Friday 18 September 2009

Beautiful Brochures and Alternative Shortlists

So I finally got my hands on the brochure to accompany the German Book Prize longlist, long overdue. And it's beautiful. Last year's brochure looked like a trade fair leaflet - a generic couple sitting on a bench with blue skies behind them, cheap paper, unimaginative layout. The content, of course, was fine stuff, but you kind of had to get past the appearances first. Now it's a really sexy little book, smaller pages so it weighs heavier in your hand, a plain black cover with a window onto the logo, a classy typeface. Ach!

And the content! You know those dull author portraits you get on the programme at readings or at the back of books? Born in Zurich in 1967, the author studied art history and wrote her first novel at the age of 24. She now lives in Berlin with her family. Well there's none of that here. The lovely Wolfgang Schneider and Holger Heimann have put together witty mini-biographies to front the extracts, plus you get an introduction by Schneider, an interview with a former judge, a piece by the writer Georg M. Oswald and a charmingly gossipy "Why didn't my book win?" article by the publisher Jochen Jung. The extracts are shorter than the mammoth sections available online - which is a good thing, believe you me. And they're also more representative of the books themselves rather than simply chucking the first chapter or two at the reader. Many thanks to KMS for making me get off my backside and get hold of it. If you can, do.
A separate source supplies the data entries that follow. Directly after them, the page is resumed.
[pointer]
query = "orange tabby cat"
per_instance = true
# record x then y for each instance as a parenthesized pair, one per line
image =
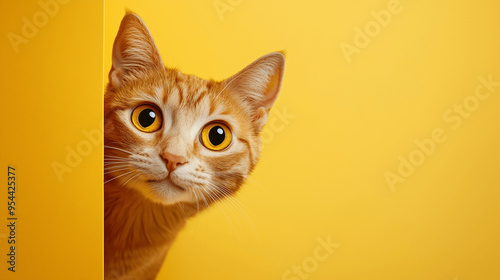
(174, 143)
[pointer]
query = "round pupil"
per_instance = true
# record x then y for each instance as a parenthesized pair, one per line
(147, 117)
(216, 135)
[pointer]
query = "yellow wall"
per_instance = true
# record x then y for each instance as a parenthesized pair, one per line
(348, 119)
(51, 85)
(342, 123)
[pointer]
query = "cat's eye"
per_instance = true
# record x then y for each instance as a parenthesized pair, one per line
(216, 136)
(147, 118)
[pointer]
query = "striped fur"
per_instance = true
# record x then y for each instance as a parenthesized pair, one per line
(145, 204)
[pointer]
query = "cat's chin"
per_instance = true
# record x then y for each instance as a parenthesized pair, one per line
(164, 191)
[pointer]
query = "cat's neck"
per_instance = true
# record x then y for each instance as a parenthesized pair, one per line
(134, 221)
(138, 232)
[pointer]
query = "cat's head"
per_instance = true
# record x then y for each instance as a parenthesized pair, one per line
(176, 137)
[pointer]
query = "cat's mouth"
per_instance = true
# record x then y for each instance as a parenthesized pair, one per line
(167, 182)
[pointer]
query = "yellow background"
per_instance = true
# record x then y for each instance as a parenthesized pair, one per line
(51, 93)
(323, 172)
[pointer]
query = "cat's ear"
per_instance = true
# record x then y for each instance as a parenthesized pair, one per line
(134, 51)
(258, 85)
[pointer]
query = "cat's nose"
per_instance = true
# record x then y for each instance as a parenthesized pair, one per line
(172, 161)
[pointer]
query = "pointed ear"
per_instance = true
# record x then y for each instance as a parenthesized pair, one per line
(258, 85)
(134, 51)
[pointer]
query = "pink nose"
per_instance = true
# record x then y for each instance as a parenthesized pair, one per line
(172, 161)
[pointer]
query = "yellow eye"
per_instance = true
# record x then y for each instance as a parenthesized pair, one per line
(216, 136)
(147, 118)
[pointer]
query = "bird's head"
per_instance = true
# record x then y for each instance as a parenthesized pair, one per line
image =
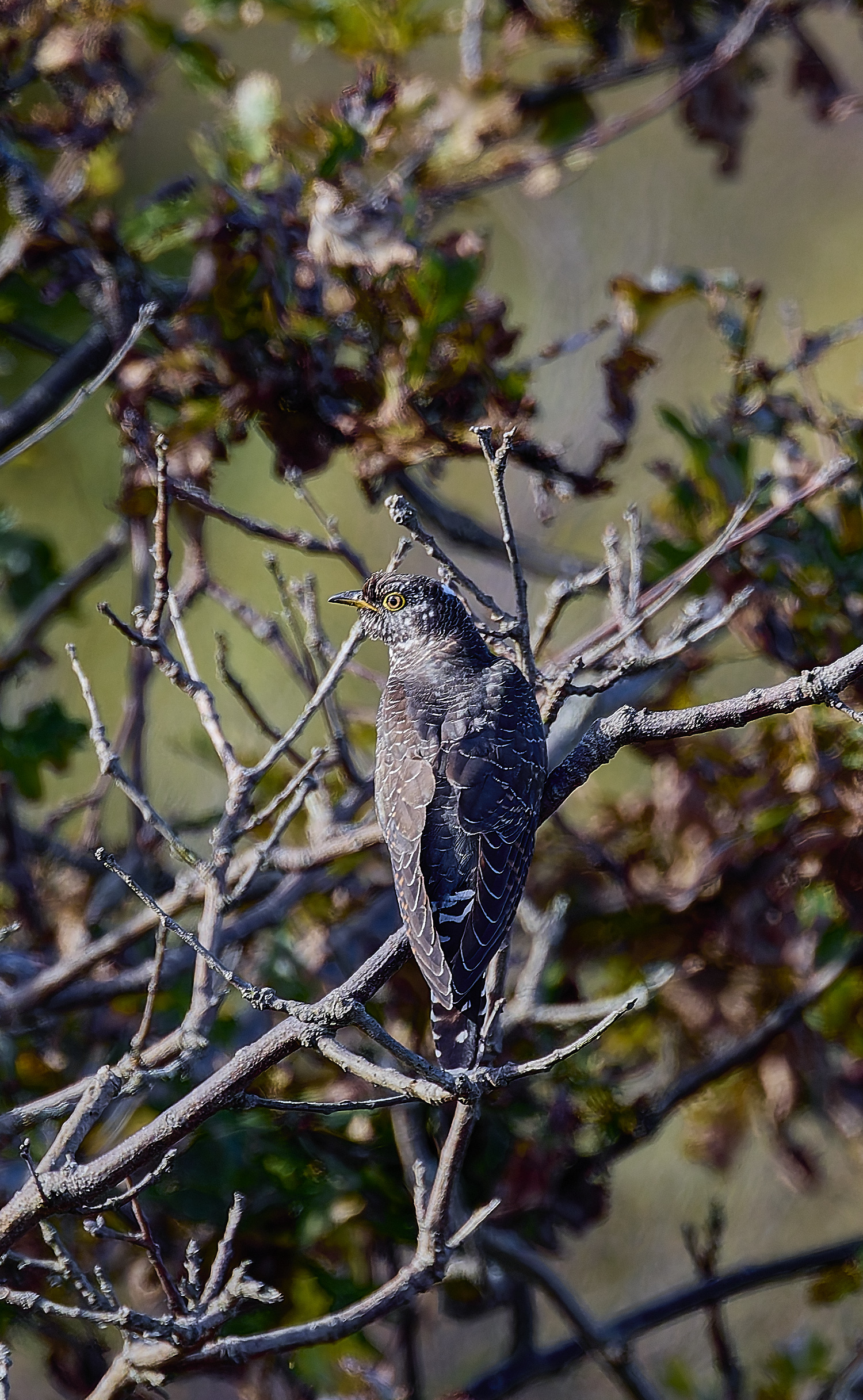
(405, 610)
Of course now that the shortlist is out the world will forget all about the longlist, save for a few stickers on covers and forlorn displays in bookshops. The critics at Die Welt, meanwhile, have put together their own alternative shortlists for the book of the year. There are some great titles here: Kehlmann's Ruhm of course, but also Thomas Klupp's Paradiso, Thomas von Steinaecker's Schutzgebiet, Julia Schoch's Mit der Geschwindigkeit des Sommers, and many more. In fact many of the writers highlighted here are younger than the newspaper's target demographic by a long shot.